For seven years, before the calling of Gideon, God allowed the Midianites (and their allies) to ravage ancient Israel. The Eternal allowed this to happen in order to punish the people for their sins, chief of which was idolatry (Judges 6:1, 8 - 10). The Midianite-led army would regularly enter Israel's territory east of the Jordan River and would sweep both west and south.
The marauding journey of the Midianites would take them as far south as the Philistine-held city of Gaza (verse 4). As the hoard traveled they pillaged and destroyed crops, took whatever cattle and other goods they desired, and even committed mass murder (e.g. against Gideon's family, see Judges 8:18 - 19).
This great army of eastern nomads relied heavily on camels (Judges 6:5), an animal who not only could carry heavy loads and go without water for long periods, but was also relatively fast and could travel up to 100 miles (60 kilometers) in a single day! The destruction and violence caused by the Midianites brought widespread poverty and led the people to live in constant fear (6:2, 6, 11).
The children of Israel's cries for relief from their suffering are ultimately heard and answered by God. After sending a prophet to remind them of their disobedience (Judges 6:8 - 10), he sends an angel to a man named Gideon. He dwells in the village of Ophrah with his family who are part of the tribe of Manasseh (verses 11, 15). He is commissioned to free the Israelites from their hated enemies (verses 12 - 16).
Soon after Gideon's calling, a vast 135,000-man army gathers in the valley of Jezreel (Judges 6:33, 8:10) near where he lives. They camp in a place close to the hill of Moreh (7:1). Among those in the camp are two Midianite princes named Oreb and Zeeb (Judges 7:25) and two Midian kings named Zebah and Zalmunna (8:5).
Gideon calls for volunteers to fight against the Midianites. An army of 32,000 men arrives in Ophrah from the tribes of Manasseh, Asher, Zebulun and Naphtali (6:34 - 35, 7:3).
Once together, the volunteers wishing to join the army travel to the well of Harod and pitch their camp. The well is positioned just south of the Midianite forces and is located on ground that overlooks the vast enemy below them (7:1, 8 - 9). God, after the camp is pitched, decides to reduce the number of men who will fight to only 300 (7:2 - 7).
The army is divided into three companies that surround the enemy camp. Each of the men carries a trumpet and an easily breakable earthenware pitcher with a lighted torch in it (Judges 7:16). At 10 p.m., when the enemies' second watch of the night begins, Gideon signals the men to blow their trumpets and break their pitchers. They then shout a battle cry (verses 17 - 20). Startled, enemy troops begin killing each other and fleeing the area (21 - 22)! Those who flee the valley are pursued by Israelites (7:23).
A race toward safety
The Midianites race east toward Beth-shittah and the Jordan River (Judges 7:22). They then travel south, along the river, toward Abel-meholah. Continuing south, the army splits into two groups north of Beth-barah. The first group, led by Oreb and Zeeb, race further down the Jordan toward the city in hopes of fording the river at that point. The second group, led by kings Zebah and Zalmunna, decide to cross the Jordan River north of the city.

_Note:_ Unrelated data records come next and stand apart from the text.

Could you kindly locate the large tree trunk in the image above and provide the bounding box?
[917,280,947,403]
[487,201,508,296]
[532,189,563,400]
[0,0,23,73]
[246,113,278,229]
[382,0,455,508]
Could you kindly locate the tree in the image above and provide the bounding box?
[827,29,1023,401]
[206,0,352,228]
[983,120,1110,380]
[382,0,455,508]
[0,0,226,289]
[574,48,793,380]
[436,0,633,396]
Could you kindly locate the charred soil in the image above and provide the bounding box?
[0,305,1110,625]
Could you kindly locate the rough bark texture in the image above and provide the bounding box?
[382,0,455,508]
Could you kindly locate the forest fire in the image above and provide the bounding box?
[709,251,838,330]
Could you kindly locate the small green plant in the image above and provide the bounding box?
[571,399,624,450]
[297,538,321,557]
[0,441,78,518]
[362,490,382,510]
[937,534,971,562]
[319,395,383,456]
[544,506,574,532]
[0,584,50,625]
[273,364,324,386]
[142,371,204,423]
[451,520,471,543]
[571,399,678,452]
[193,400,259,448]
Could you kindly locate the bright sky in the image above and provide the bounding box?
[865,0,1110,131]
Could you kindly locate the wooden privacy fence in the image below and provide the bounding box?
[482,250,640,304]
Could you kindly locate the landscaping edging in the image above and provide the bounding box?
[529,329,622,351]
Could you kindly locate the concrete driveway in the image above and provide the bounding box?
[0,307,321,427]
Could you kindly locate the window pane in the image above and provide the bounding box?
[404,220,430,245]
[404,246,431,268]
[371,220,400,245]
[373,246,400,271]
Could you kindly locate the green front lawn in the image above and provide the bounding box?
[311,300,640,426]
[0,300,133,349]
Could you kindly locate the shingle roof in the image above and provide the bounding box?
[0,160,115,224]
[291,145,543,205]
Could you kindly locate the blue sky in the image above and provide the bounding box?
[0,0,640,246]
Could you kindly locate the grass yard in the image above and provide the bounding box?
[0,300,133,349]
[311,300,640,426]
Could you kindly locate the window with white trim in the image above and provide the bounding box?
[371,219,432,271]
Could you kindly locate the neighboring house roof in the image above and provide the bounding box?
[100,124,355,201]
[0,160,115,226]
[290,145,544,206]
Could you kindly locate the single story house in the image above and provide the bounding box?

Gideon, aware that some of the Midianites might try to cross the river near Beth-barah, sends advance messengers to the tribe of Ephraim asking them to protect several of Jordan's crossings (Judges 7:24). The Ephraimites secure the crossings then battle the approaching enemy. They catch and kill Oreb and Zeeb, cut off their heads, then pursue the remaining men eastward across the Jordan. The heads of the two princes are eventually presented to Gideon (Judges 7:24 - 25).
Gideon and his 300 men, who have chased the Midianites down the Jordan, cross the river in pursuit of the remaining 15,000 enemy fighters led by Zebah and Zalmunna (Judges 8:4, 10). On the eastern side of the Jordan, tired and in need of food for him and his men, he asks the cities of Succoth and Penuel for assistance. The elders of both cities refuse his request for aid (8:5 - 9). They are punished, after the war ends, for their refusal to help their brethren in need (14 - 17).
Midianite forces race toward their land by traveling east, roughly along the Jabbok River, then turning south toward Karkor (Judges 8:10). In Karkor, the 300-man force surprises the enemy by attacking from the east (verse 11). They crush most of the remaining Midian army, pursue the rest, and capture Zebah and Zalmunna (11 - 12). It is discovered, after the cities of Penuel and Succoth are punished, that the two kings massacred members of Gideon's family. They are executed for their actions (verses 18 - 21).